Photo gallery: Hopkins vs. Rosemount
“It’s crazy. Everyone’s so confident,” Rosemount senior pitcher Jessa Snippes, a University of Minnesota commit, said. “We know we have each other’s backs and we can rely on each other. There’s not really any doubt. Even if we get down, we know we can always come back. It’s awesome to have a team like that.”
Rosemount entered the day averaging 12.5 runs per game. It struggled to square up solid contact early on. An inward breeze didn’t help, either.
Dohse was painting the edges of the zone to keep Rosemount from getting anything too juicy to hit.
Irish head coach Tiffany Rose urged her team to stay patient.
That formula worked to overcome a 7-3 deficit after one inning Saturday in the second game of a doubleheader against Eagan. Rosemount won 17-9.
“I think our girls did a very good job waiting for strikes. I thought we had good pitch selection today,” Rose said. “I think that’s what it came down to, wearing [Dohse] down a little bit and waiting for some good pitches we could send to the outfield.”
Rosemount also wore down the opposing defense, which Hopkins head coach Carl Yancy said is inexperienced at four positions.
Multiple fielding errors plagued Hopkins in the deciding fifth inning where Rosemount also recorded six hits, three walks and one hit batter. Sixteen batters came to the plate.
Only one hit in the rally was an extra-base hit, a double by senior first baseman Paige Zender.
“Our thing is that this is the epitome of just making the routine play and keeping it a ball game,” Yancy said. “When things start going downhill, not to panic and do those kind of things. Rosemount’s a great ball club; they knew that coming in. Number one ranked team in the state, all the hype’s been there. Seven D-I athletes on their roster.”
Snippes scattered three hits and struck out five. She overcame a lead-off walk in the fifth inning by retiring Hopkins’ first through third hitters in order to keep the deficit from swelling.
This was Hopkins’ first meeting with Rosemount since 2019. The Royals want to be challenged as they seek to return to the Class 4A state tournament after a fourth-place finish in 2022.
Yancy is confident in his team’s ability to shake this one off. They need only to look back to Monday when they thumped a strong Maple Grove team, 7-1.
“I think one of my captains said it best today ‘We played absolutely flawless yesterday against Maple Grove.’ That’s a really good team. I’ve scheduled Rosemount, Maple Grove, White Bear Lake, we play with Eden Prairie in our conference, we play with St. Michael-Albertville in our conference… “I made it that way on purpose because I know how good we can be and how much talent we have. We just need to perform. One inning is an indicator of what you have to do in a nutshell.”
Rosemount is looking to make it to back state after earning the No. 1 ranking in the final Class 4A coaches poll in 2022, only to fall short in the section final. The Irish won the 4A state title in 2021.

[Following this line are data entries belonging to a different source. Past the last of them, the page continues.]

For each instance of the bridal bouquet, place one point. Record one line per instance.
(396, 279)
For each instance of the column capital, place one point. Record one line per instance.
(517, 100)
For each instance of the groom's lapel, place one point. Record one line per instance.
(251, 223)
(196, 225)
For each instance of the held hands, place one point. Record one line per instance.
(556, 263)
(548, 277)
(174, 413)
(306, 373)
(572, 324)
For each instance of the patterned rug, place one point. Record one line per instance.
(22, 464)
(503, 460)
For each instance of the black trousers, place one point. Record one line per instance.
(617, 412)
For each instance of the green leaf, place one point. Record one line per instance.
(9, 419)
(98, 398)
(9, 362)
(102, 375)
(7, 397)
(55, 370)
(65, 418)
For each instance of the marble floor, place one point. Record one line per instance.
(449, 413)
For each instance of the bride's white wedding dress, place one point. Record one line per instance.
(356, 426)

“We have even talked about it as a group, we just want to have good team chemistry and we want to kind of bring back some spark we had a couple years ago and have some different thoughts about what that looks like and what it can be,” Rose said. “A lot of that is how can we stay focused on team things and all of us working toward the same goal. Not individual stuff, because the individual stuff is hard because we have a lot of great girls. Not everyone’s going to get the awards that they want to get. So it’s kind of on the back burner and it’s more about what can the team do because we get to celebrate those exciting things together.”